· “There are worse things than a dead kid,” I think, ·
by Alexis Rhone Fancher
when I hear the latest, secondhand, about my niece. My sister no longer mentions her when she calls, and I’m afraid to ask, afraid my sister will crumble. I have watched her decline mirror that of her daughter’s; each methamphetamine-fueled deception a further sinking. Already I fear the worst. So when the phone finally rings, my sister’s despair wailing across the continent, I am ready to listen. When she tells me Anna’s dropped out of school, six classes short of her degree, that she’s homeless, desperate, jumping out of her tattooed skin, I bite my tongue. When my sister tells me she tried an intervention – that Anna assaulted her, that she called the cops and pressed charges, I ask only if my sister’s alright… if her right arm, smashed in an accident, put together with pins and screws, survived the fall… if my niece, her life pried apart by misstep after misstep, fall after fall, is still viable.
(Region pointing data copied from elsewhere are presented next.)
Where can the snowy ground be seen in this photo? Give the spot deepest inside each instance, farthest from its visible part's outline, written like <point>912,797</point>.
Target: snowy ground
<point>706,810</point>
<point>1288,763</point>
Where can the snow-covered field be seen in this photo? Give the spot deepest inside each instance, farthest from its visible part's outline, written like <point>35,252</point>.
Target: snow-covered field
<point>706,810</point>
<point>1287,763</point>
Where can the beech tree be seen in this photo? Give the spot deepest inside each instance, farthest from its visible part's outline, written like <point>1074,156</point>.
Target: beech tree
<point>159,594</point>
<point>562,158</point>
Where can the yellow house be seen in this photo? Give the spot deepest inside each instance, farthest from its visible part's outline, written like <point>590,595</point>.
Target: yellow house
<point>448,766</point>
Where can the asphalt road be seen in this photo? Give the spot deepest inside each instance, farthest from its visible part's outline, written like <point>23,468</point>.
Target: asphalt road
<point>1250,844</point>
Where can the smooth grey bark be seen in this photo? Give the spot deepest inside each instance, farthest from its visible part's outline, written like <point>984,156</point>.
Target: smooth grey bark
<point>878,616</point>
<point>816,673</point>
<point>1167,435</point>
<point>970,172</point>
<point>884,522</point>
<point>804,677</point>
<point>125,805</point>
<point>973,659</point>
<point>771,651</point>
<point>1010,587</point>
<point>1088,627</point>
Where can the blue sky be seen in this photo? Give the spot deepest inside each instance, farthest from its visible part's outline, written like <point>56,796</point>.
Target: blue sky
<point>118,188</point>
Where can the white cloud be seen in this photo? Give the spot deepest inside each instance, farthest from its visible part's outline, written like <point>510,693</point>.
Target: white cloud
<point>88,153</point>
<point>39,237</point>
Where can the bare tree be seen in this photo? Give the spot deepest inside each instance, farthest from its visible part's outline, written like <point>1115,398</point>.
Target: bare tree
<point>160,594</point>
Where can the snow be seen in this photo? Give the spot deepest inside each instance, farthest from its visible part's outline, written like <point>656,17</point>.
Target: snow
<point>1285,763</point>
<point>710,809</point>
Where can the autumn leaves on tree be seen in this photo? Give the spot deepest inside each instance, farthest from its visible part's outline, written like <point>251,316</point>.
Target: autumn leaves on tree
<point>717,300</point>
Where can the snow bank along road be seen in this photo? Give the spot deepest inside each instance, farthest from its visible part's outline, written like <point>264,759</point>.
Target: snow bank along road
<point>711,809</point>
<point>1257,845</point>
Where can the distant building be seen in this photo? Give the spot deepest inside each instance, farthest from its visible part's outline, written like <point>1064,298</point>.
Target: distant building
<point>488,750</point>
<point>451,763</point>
When my sister tells me my niece swears she’s infested with bugs – her truck, her hair, her dog -I say nothing. And when she tells me she’s had the truck fumigated, bathed the dog and her daughter in RID, shaved her head, I picture my niece at four, dancing in the park; her smooth flesh, all that long-haired loveliness.
Image supplied by the author, who also retains full copyright.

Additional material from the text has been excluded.